Steak au Poivre Vert

Serves: 4

“I think I’ll pass on the steak with French sauce” said no one ever.

And it’s true!

Home on Friday night after a few days away and hours and hours of driving, Nat absolutely nailed it.

It was warm, the sun was setting and there is champagne on ice, a wonderful baked brie as a starter and the promise of steak with a French sauce, twice-cooked crispy potatoes and pear, parmesan and rocket salad.

What more could anyone want?!

This recipe is classic French bistro and with the crunchy, golden, baby potatoes (if you haven’t invested in an air fryer, make haste), it was as good as you could expect from a French restaurant.

Surprise someone with this dinner and favours will be owed!

Ingredients

5 eye fillet steaks
3 tbsp green peppercorns
1 – 2 tbsp butter
2 tbsp brand
2 tbsp dry vermouth or white wine
125ml cream
Salt and pepper

Method

  1. Press some peppercorns into both sides of the steaks. Cook the steaks quickly in the butter over high heat.
  2. Flame the steaks with the brandy and remove; set aside to rest. Deglaze the pan with the vermouth or wine.
  3. Crush the remaining peppercorns into the cream Add to the pan and heat through. Season with salt and pepper.

Dijon Cream

Chicken, seafood or even an eye fillet, Dijon Cream is easy and makes it seem like you have made a bit more effort than just, well, an eye fillet.

Ingredients

2 tbsp Dijon Mustard
3 – 4 tbsp thickened cream
Salt and pepper

Method

  • Combine.
  • Enjoy.

Rick Stein’s Escalopes of Salmon with a Champagne and Chive sauce

Serves: 4

Got you at Champagne right?

Classic Rick Stein at his best, Nat and I served this at a lunch with our parents and it was a homerun; ditto the meeting of parents.

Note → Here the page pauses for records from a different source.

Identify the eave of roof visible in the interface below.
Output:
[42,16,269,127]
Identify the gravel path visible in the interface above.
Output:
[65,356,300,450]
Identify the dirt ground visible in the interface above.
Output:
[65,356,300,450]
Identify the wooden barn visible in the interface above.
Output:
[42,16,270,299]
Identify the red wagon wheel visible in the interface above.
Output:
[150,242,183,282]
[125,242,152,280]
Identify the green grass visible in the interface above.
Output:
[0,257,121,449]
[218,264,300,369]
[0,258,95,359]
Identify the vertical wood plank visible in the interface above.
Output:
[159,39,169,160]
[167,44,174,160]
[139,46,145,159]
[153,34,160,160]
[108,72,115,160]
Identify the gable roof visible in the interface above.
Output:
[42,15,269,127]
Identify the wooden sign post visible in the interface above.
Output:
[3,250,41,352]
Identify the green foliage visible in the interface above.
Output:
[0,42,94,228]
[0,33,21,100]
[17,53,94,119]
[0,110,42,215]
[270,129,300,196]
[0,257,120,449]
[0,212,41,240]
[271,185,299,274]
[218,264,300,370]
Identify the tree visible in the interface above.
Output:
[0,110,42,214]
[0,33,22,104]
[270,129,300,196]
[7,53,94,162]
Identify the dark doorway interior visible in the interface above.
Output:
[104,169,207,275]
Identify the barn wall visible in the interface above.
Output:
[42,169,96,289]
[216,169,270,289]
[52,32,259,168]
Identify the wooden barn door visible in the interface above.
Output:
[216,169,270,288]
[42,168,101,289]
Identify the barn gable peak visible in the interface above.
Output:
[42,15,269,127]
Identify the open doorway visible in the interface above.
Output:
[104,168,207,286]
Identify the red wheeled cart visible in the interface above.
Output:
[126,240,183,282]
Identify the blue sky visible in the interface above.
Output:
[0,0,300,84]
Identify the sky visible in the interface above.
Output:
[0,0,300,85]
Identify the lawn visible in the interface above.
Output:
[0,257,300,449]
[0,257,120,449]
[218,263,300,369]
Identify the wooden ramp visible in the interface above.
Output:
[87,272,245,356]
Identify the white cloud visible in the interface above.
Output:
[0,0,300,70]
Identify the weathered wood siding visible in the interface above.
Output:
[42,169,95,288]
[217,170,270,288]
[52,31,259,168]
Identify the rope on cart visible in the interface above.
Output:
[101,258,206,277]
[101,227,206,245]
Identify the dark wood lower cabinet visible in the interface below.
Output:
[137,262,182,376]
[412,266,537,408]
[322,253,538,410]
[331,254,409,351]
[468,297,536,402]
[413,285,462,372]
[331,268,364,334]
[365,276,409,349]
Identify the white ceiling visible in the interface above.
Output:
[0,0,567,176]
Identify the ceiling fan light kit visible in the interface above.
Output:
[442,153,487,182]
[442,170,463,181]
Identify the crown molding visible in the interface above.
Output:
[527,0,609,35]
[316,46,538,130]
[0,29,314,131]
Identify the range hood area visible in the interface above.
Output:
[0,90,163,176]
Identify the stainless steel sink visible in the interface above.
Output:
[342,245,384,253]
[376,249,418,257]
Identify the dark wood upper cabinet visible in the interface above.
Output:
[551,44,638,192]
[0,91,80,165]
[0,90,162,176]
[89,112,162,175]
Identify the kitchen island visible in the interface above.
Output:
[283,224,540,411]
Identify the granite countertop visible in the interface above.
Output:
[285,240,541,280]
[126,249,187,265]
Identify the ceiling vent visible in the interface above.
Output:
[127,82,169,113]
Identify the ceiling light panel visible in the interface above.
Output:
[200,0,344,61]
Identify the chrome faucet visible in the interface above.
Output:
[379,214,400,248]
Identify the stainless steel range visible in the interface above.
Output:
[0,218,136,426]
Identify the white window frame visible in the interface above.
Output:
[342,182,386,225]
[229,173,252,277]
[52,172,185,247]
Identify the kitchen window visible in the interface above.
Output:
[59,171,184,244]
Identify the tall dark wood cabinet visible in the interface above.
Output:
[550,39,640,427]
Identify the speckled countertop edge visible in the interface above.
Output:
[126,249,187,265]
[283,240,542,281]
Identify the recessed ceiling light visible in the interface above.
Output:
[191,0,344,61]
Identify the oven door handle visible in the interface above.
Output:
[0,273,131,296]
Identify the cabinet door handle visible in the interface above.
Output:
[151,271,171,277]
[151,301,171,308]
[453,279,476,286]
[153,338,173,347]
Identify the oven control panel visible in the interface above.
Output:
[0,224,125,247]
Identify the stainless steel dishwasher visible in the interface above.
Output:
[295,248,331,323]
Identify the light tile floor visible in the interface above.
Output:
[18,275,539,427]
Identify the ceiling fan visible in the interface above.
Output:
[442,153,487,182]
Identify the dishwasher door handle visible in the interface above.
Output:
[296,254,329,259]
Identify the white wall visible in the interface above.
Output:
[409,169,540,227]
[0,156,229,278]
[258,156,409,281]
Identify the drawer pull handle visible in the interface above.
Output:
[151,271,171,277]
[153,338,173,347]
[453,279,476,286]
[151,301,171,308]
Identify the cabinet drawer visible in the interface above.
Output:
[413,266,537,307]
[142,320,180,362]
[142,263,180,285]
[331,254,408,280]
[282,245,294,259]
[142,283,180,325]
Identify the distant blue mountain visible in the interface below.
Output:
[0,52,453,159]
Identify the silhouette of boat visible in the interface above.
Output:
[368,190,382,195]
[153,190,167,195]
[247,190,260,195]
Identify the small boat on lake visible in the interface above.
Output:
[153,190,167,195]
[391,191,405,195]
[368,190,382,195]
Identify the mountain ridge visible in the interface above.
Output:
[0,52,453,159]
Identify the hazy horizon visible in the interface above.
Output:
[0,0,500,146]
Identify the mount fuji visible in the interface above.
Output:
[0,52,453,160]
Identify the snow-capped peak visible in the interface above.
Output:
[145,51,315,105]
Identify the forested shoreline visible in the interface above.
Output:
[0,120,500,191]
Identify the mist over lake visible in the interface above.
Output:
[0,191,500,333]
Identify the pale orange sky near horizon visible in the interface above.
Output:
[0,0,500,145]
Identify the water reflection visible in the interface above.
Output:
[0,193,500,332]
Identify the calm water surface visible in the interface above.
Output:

Apart from the delicacy and taste of this recipe, best is that you can make most of the sauce in advance, giving plenty of opportunity to fend off the continual barrage of humiliating stories being gleefully shot across your bows by parents:

“I remember when Robert wrote off a car…”

“Ha, that’s nothing, I remember when Natalie wrote of a yacht…”

“Tiny compared to when Robert…”

Die.

750gm salmon fillet
2 tbsp sunflower oil
Salt

Champagne and chive sauce

30g unsalted butter
1 French shallot, finely chopped
100ml champagne + 1tbsp
600ml fish stock
½ tsp caster sugar
50ml double cream
2 tsp chopped chives

Method

  1. Cut the salmon fillet into 12 escalopes; slices length ways, around half a centimeter thick. Brush each one with oil, season with a little salt and lay on a slightly oiled tray.
  2. Melt 10gm of the butter in a medium-sized saucepan. Add 1 finely chopped shallot and cook gently without colouring, until soft. Add 100ml of champagne and boil for 2 minutes. Add the fish stock and the sugar and boil rapidly until reduced by three-quarters. Add the double cream, bring back to the boil and then simmer until it has reached a good sauce consistency.
  3. Keep warm (whilst defending your reputation).
  4. Whisk together another 50ml double cream with 1 tbsp champagne and the chives until it forms soft peaks.
  5. When you are ready to serve, pre-heat the grill to high and bring the sauce back to the boil, whisk in 20gm butter, then the whipped cream mixture.
  6. Grill (or pan fry) the salmon for 30 seconds per side until just firm.
  7. Overlap the escalopes in a center of each warmed plate and pour the sauce around. Sprinkle with a few chopped chives and serve immediately while the sauce is still foaming.